Winsorizing involves setting the tail values of an attribute to some specified value. For example, for a 90% Winsorization, the bottom 5% of values are set equal to the minimum value in the 5th percentile, while the upper 5% of values are set equal to the maximum value in the 95th percentile.

Trimming sets the tail values to NULL. The algorithm treats them as missing values.

Outliers affect the different algorithms in different ways. In general, outliers cause distortion with equi-width binning and min-max normalization.

Table 24-5 Outlier Treatment Methods in DBMS_DATA_MINING_TRANSFORM

Transformation Description

Trimming

This technique trims the outliers in numeric columns by sorting the non-null values, computing the tail values based on some fraction, and replacing the tail values with nulls.

Windsorizing

This technique trims the outliers in numeric columns by sorting the non-null values, computing the tail values based on some fraction, and replacing the tail values with some specified value.

24.5 Understanding Reverse Transformations

Understand why you need reverse transformations.

Reverse transformations ensure that information returned by the model is expressed in a format that is similar to or the same as the format of the data that was used to train the model. Internal transformation are reversed in the model details and in the results of scoring.

Some of the attributes used by the model correspond to columns in the build data. However, because of logic specific to the algorithm, nested data, and transformations, some attributes donot correspond to columns.

For example, a nested column in the training data is not interpreted as an attribute by the model. During the model build, Oracle Data Mining explodes nested columns, and each row (an attribute name/value pair) becomes an attribute.

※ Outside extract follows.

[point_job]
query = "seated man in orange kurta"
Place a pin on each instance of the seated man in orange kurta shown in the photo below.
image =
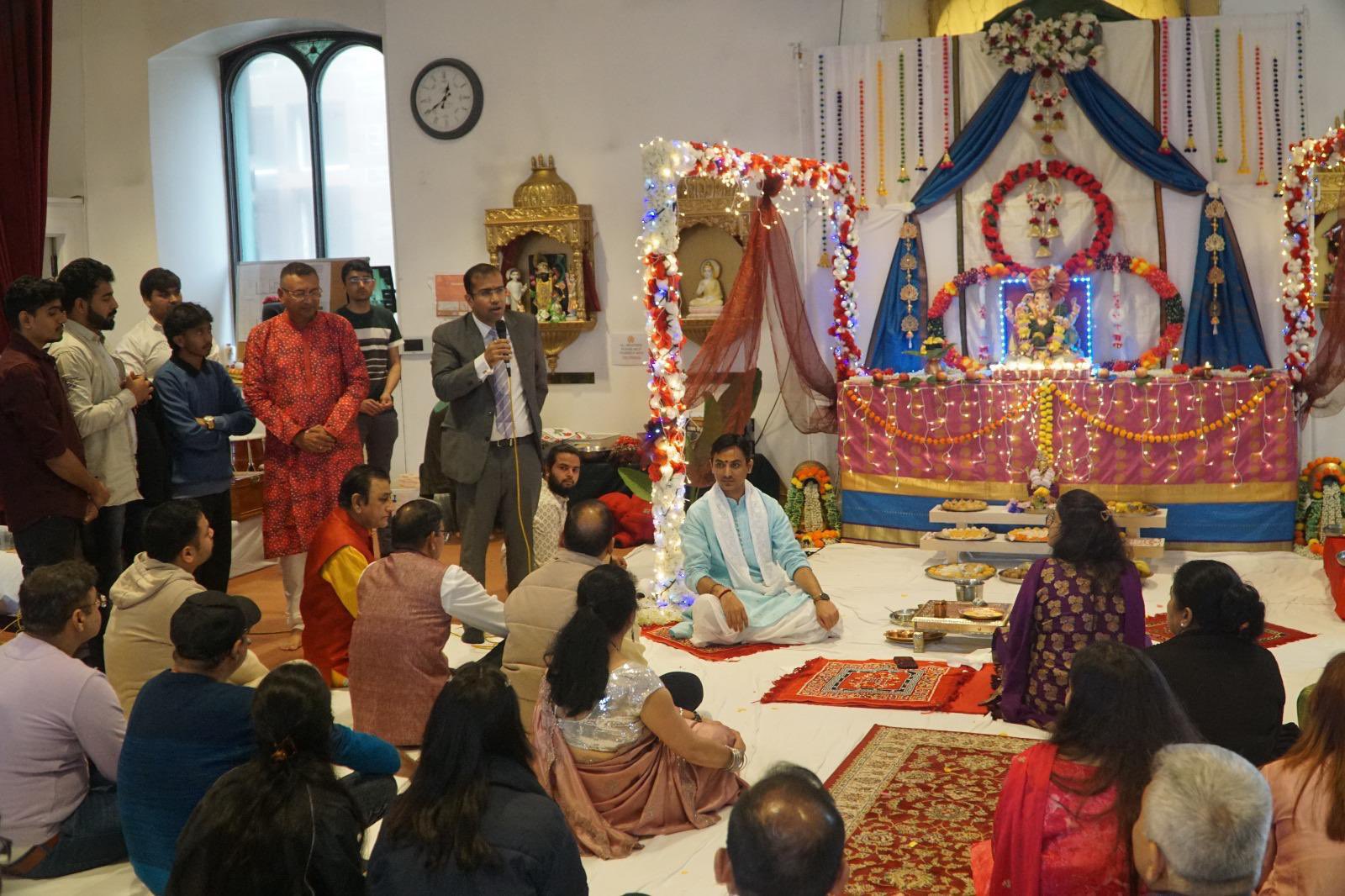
(340, 549)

Some algorithms, for example Support Vector Machines (SVM) and Generalized Linear Models (GLM), only operate on numeric attributes. Any non-numeric column in the build data is exploded into binary attributes, one for each distinct value in the column (SVM). GLM does not generate a new attribute for the most frequent value in the original column. These binary attributes are set to one only if the column value for the case is equal to the value associated with the binary attribute.

Algorithms that generate coefficients present challenges in regards to interpretability of results. Examples are SVM and Non-Negative Matrix Factorization (NMF). These algorithms produce coefficients that are used in combination with the transformed attributes. The coefficients are relevant to the data on the transformed scale, not the original data scale.

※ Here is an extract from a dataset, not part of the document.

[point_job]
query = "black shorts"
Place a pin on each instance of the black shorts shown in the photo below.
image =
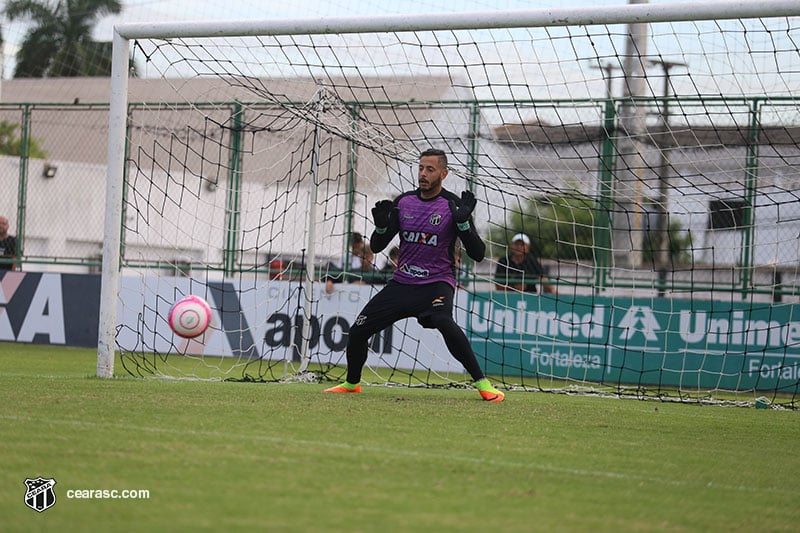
(397, 301)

For all these reasons, the attributes listed in the model details donot resemble the columns of data used to train the model. However, attributes that undergo embedded transformations, whether initiated by Automatic Data Preparation (ADP) or by a user-specified transformation list, appear in the model details in their pre-transformed state, as close as possible to the original column values. Although the attributes are transformed when they are used by the model, they are visible in the model details in a form that can be interpreted by a user.